Em seu novo filme, Crime Ferpeito (2005), Álex mostra a história de Rafael, um vendedor nato, seguro de si, que faz sucesso com as mulheres e consegue vender qualquer coisa para qualquer um. Após perder a chance de uma promoção por causa de um cheque sem fundos, Rafael acidentalmente mata Don Antonio, seu concorrente diretor ao posto. Lourdes, a feiosa da loja, assiste ao fato e resolve ajudá-lo. Só que sua intenção é ter Rafael como amante, então começa a chantageá-lo.
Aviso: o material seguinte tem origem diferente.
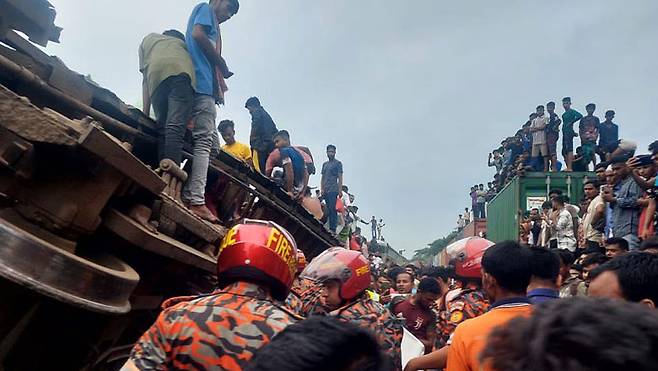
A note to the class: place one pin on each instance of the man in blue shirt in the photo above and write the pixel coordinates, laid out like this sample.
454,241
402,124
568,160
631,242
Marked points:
201,40
295,175
545,271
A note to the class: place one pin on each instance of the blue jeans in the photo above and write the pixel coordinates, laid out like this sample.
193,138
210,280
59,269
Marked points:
203,117
332,215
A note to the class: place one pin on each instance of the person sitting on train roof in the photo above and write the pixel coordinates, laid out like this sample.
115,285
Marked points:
294,169
236,149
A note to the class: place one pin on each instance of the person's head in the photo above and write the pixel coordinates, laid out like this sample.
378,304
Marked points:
590,108
591,262
282,139
545,268
566,261
619,168
554,193
404,282
331,151
226,129
224,9
175,34
632,277
591,189
576,334
615,246
260,252
650,245
428,292
252,104
506,270
320,343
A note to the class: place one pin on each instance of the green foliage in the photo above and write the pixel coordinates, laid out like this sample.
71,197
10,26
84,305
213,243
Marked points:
435,247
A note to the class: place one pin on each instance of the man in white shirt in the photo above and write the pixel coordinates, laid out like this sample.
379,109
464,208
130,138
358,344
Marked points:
562,225
538,131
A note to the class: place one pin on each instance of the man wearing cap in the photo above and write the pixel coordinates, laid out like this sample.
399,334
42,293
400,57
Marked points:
609,136
263,130
569,118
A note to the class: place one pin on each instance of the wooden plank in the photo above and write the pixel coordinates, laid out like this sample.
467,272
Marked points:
98,142
159,243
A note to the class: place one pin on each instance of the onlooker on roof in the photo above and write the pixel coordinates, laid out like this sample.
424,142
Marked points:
545,272
615,246
625,203
569,118
538,130
201,37
168,77
294,168
633,277
552,134
594,218
236,149
557,338
609,136
331,185
589,134
263,130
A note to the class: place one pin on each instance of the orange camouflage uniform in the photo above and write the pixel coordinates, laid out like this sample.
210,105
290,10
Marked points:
374,317
469,303
221,330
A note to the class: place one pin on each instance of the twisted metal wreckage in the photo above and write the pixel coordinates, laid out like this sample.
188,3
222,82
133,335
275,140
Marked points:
92,239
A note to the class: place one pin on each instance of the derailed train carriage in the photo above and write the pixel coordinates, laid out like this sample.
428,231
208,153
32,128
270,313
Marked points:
93,236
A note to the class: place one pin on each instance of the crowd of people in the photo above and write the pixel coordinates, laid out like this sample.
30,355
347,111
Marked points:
340,311
185,78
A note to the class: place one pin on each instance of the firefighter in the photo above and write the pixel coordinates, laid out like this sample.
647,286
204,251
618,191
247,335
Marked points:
468,301
223,330
345,276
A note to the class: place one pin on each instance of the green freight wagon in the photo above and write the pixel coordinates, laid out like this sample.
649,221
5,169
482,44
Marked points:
525,193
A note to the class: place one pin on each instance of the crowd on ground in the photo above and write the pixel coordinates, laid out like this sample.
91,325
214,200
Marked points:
185,78
274,310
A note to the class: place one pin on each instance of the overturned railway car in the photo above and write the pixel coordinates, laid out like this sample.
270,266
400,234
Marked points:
93,236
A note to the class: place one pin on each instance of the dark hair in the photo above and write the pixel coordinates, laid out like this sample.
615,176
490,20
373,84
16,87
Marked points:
618,241
650,243
545,263
225,124
594,258
637,274
175,33
320,344
509,264
577,334
594,182
566,256
252,102
283,134
429,285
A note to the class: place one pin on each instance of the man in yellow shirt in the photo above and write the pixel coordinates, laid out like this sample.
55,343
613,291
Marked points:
506,272
234,148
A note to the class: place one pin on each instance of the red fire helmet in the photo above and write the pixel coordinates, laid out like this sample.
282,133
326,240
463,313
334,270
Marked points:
466,256
348,267
301,261
261,252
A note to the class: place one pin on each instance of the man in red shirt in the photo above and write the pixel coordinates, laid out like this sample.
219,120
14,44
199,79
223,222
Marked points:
419,318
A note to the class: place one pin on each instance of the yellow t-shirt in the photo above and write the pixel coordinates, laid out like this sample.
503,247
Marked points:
470,336
238,150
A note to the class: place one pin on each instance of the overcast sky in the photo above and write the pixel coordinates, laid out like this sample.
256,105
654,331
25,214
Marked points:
414,94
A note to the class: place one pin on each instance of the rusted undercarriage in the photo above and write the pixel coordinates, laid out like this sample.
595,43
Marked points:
93,235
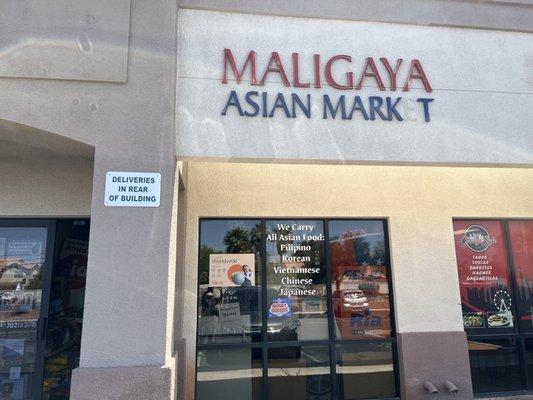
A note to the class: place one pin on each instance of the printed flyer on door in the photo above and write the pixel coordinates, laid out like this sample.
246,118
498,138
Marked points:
231,270
484,277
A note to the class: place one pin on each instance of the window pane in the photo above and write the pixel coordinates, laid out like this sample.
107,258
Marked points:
299,373
529,361
296,279
494,364
484,278
22,257
229,279
522,247
366,370
229,374
361,301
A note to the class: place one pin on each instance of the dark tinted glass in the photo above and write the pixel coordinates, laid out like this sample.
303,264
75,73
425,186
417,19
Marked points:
22,264
299,373
65,313
229,374
229,279
484,277
494,365
366,370
529,361
359,270
296,280
521,233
A situação fica insustentável e ele se vê em “um mato sem cachorro”. Agora, para livrar-se dela, ele precisa cometer um crime perfeito.

Iglesia e o co-roteirista Jorge Guerricaechevarría brindam o público com uma história de humor negro, mas recheada de crítica social. A trama acontece quase toda num shopping. A intenção dos dois foi mostrar como a Espanha tem abandonado suas tradições com intuito de copiar os países mais desenvolvidos. Costumes como se divertir nas ruas com um bom papo regado a vinho, têm sido substituídos por um consumismo desenfreado. Ao mesmo tempo, o filme também se aprofunda na relação que o amor tem com o sucesso e a beleza, mostrando as conseqüências dos excessos da sociedade atual.

A câmera de Iglesia é enxuta e ousada. Ela serve a história com um ritmo veloz, mas ao mesmo tempo constrói uma idéia de claustrofobia. O mesmo shopping que simboliza para Rafael um mundo perfeito de sexo e dinheiro fácil, acaba se tornando a sua própria prisão. De predador, ele se transforma em presa. E tudo isso só foi possível com a ótima atuação de Guillermo Toledo. Mesmo não sendo um padrão de beleza, ele consegue convencer o público com um magnetismo quase que animal. Mónica Cervera, que faz Lourdes, é uma rival à altura. E o resto do elenco cumpre seus papéis com bastante competência.

Tudo funciona no filme de Iglesia. Figurino, edição e trilha sonora sublinham com extrema precisão os momentos de suspense intercalados com uma sátira voraz ao comportamento humano. Cenários e roupas coloridas lembram os primeiros filmes de Pedro Almodóvar. Estilisticamente, o drama psicológico de uma paixão avassaladora nos remete a obras de Buñuel e Hitchcock. A comédia de costumes irônica e crítica de Billy Wilder também se faz presente. Até a estética do filme noir surge em alguns momentos. Notamos todas essas influências, mas alinhavadas com uma originalidade espantosa. Com certeza Iglesia será tentado muito em breve pelos grandes estúdios a fazer filmes em busca de bilheterias fartas e premiações. É rezar que ele não cometa o mesmo erro que Almodóvar.